This project is a part of the CS 481 Artificial Intelligence Language Understanding course at Illinois Institute of Technology. The goal of the project is to implement a Naive Bayes Classifier from scratch to perform sentiment analysis on the Amazon Product Reviews dataset obtained from Kaggle.
The authors of this project are:
- Mohammad Firas Sada ([email protected])
- Aleksander Popovic ([email protected])
The dataset used in this project is the Amazon Product Reviews dataset which is available on Kaggle. The dataset contains approximately 568,454 records with 8 attributes such as product ID, product title, review title, review text, star rating, helpful votes, total votes, and review date. The sentiment labels are derived from the star ratings, where ratings of 4 or 5 are considered as positive, and 1 or 2 are considered as negative. The dataset is preprocessed to remove duplicates and records with missing values.

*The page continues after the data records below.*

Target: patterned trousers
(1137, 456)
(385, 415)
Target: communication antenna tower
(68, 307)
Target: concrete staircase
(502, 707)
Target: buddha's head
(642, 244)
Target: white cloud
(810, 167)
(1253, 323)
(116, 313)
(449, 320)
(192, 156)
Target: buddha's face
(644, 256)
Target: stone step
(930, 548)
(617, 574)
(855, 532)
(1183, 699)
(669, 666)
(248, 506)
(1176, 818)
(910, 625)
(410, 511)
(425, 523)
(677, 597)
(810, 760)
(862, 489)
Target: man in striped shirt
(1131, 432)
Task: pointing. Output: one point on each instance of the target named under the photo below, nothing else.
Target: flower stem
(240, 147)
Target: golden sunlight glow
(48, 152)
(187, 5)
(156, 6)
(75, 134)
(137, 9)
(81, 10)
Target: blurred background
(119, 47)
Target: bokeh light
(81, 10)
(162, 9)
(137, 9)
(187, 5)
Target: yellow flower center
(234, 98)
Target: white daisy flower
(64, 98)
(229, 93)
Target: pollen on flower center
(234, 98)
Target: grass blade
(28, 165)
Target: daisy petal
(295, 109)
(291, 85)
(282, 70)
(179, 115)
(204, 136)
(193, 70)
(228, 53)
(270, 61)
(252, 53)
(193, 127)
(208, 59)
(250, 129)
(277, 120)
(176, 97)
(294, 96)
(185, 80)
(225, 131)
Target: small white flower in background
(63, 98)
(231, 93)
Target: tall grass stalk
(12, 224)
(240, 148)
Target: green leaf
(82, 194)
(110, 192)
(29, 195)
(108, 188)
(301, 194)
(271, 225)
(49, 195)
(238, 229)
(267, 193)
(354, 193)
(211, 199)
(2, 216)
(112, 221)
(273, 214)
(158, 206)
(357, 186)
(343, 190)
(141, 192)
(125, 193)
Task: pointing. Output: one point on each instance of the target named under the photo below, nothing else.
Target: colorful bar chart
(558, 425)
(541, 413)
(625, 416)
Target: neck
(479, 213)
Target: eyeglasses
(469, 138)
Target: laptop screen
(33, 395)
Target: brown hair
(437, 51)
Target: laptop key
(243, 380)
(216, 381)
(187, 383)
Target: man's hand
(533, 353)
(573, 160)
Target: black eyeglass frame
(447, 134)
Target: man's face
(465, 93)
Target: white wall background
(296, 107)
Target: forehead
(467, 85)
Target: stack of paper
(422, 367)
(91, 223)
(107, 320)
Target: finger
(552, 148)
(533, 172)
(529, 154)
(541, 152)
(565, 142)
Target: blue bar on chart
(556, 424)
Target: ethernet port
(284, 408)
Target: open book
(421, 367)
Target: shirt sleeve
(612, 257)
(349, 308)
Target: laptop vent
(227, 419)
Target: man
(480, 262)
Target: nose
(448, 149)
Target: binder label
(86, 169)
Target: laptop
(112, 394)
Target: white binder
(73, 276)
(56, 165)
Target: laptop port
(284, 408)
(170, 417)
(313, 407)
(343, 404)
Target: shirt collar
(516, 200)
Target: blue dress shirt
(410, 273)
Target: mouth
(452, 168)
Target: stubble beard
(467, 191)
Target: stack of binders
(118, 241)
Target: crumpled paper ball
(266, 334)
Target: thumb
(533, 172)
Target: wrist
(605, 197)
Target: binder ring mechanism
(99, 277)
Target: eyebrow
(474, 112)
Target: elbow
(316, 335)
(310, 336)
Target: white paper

The Naive Bayes Classifier is a probabilistic algorithm used for classification tasks. It works on the assumption of independence between the features of a dataset. The algorithm calculates the probability of each feature given a class and the prior probability of each class. Using Bayes' theorem, it calculates the posterior probability of each class given the observed features. The class with the highest posterior probability is considered as the predicted class for the given features.
The Naive Bayes Classifier is implemented using Python programming language. The dataset is loaded into a Pandas DataFrame and preprocessed to extract the necessary features. The text data is preprocessed by removing stop words, punctuations, and converting the text to lowercase. The Naive Bayes Classifier is trained on a subset of the dataset and tested on the remaining subset. The performance of the classifier is evaluated using various metrics such as accuracy, precision, recall, and F1 score.
All source code included is licensed under the MIT License.